How to prevent a blockchain identity crisis

Angel Pateiro and Juan Miguel Pérez

Long before Satoshi came out with his white paper “Bitcoin: A peer-to-peer electronic cash system”, Neal Stephenson, the famous American fiction writer, had already introduced us to a world in which value could be digitally created, stored and traded in a cryptographic network. In 1999, in his book Cryptonomicon, Stephenson tells the story of friends Randy and Avi, two young and ambitious entrepreneurs obsessed with privacy and cybersecurity who set out to create a network in a data-haven country, where participants could register tokens to represent their assets within the network and freely transact with them in a cryptographically secured ecosystem. Short of the consensus algorithm, Randy and Avi’s network had nearly all of the characteristics of what nearly 10 years later became the bitcoin protocol. One can almost be certain that Stephenson’s Cryptonomicon served as inspiration for the mysterious Satoshi.

It is clear that in their own way they were both visionaries. They foresaw the need to move value into the digital world and improve the way we produce, trade and consume goods and services. Recent advances in blockchain technologies are taking their vision to new limits. We are seeing how blockchain is being used to digitize assets such as electricity, fuel, chemicals, food and garments. In all of those areas, companies like Repsol, Walmart and Coca Cola are using blockchain to store and trace the value created in their supply chains. Today they focus on the efficiencies this digitization can bring, but at the same time they are building towards the new digital business models that can be leveraged by their digital assets.

However, there is one challenge all blockchain early adopters share, and that is the accessibility of the technology. Allowing the non-technical user to easily, and yet securely, take advantage of this digital asset and blockchain technology is an essential barrier to overcome.

Take for instance the matter of identity. If we are storing value in the network, we need to make sure that ownership, custody and access to that value is maintained under a strict permissioned system. Blockchain technology uses asymmetric cryptographic standards to enable authentication and trade in the network. The basic tools used are very similar to what most secure communications systems use today. A user is authenticated by a pair of private and public keys. To send data to that user, we take the public key to encrypt the data and only by using the corresponding private key can one decipher the original data.
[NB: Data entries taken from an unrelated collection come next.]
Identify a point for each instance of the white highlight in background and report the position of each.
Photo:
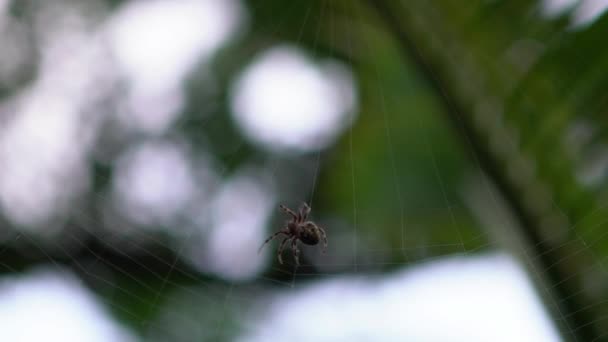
(49, 306)
(484, 298)
(154, 182)
(285, 101)
(239, 216)
(157, 43)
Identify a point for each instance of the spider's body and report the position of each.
(298, 228)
In blockchain and other distributed ledger technologies, the same tool is adapted to create the so-called wallets or certificates. The public keys are transformed into addresses with which users are publicly and possibly anonymously identified and private keys are used to sign transactions that enable trading. As you can imagine, the highest security risks of this system lie with management and custody of the private key. If the private key is compromised, all digital assets belonging to that identity are also compromised.

Moving beyond that, the types of identities we need to use for enterprise blockchain solutions are growing in complexity and features. In some use cases we require identities for natural persons, in others for legal persons, and in others we want to create a group of people that act as one entity (a business unit, an industrial facility or a regulator). Additionally, there is a lot of variety in blockchain frameworks and networks; enterprises will be managing activity in several networks, and they will require identities in all of them. This means that managing multiple digital identities is a basic requirement for the implementation of enterprise blockchain solutions.
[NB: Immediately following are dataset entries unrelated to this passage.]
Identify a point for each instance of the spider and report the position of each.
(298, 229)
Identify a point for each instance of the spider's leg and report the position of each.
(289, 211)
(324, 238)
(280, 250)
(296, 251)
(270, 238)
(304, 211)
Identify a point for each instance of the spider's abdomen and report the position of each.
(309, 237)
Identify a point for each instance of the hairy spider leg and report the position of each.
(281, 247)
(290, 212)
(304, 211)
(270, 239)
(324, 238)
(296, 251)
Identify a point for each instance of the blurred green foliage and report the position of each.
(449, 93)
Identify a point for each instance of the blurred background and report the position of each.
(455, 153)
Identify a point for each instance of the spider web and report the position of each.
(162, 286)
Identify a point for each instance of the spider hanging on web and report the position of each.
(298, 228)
So how do we simplify the usage of cryptographic features and distributed ledger operations, while simultaneously providing the advantages of managing multiple blockchain identities? It’s a difficult question to answer, considering the growing number of available blockchains that use their own cryptographic solutions.

Our approach at Finboot has been to create modular solutions for the management of blockchain identities, all of which are part of MARCO, our unique blockchain-agnostic middleware solution. This allows MARCO users to securely manage their blockchain identities, which can be, for example, cloud wallet solutions, where private keys are kept in an isolated cloud resource. They can be locally hosted wallets, on browsers or Edge devices, which can be very useful to identify hardware within the distributed ecosystem. The list of alternatives goes on: they can be e-card readers, hardware security modules or even biometric readers. What MARCO guarantees is the capacity to seamlessly use those identities for any enterprise blockchain applications. Furthermore, MARCO has opened the door to the aggregation of third-party identity solutions developed by consortia, such is the example of the Alastria ID by the Spanish blockchain consortium of the same name.

All this points to one conclusion. The enterprise blockchain ecosystem is still nascent with many developments yet to come. The winners in this race will be those who, like Stephenson and Satoshi, have the vision to go beyond the current state-of-the-art and provide flexible solutions capable of adapting to this fast-paced and ever-changing ecosystem.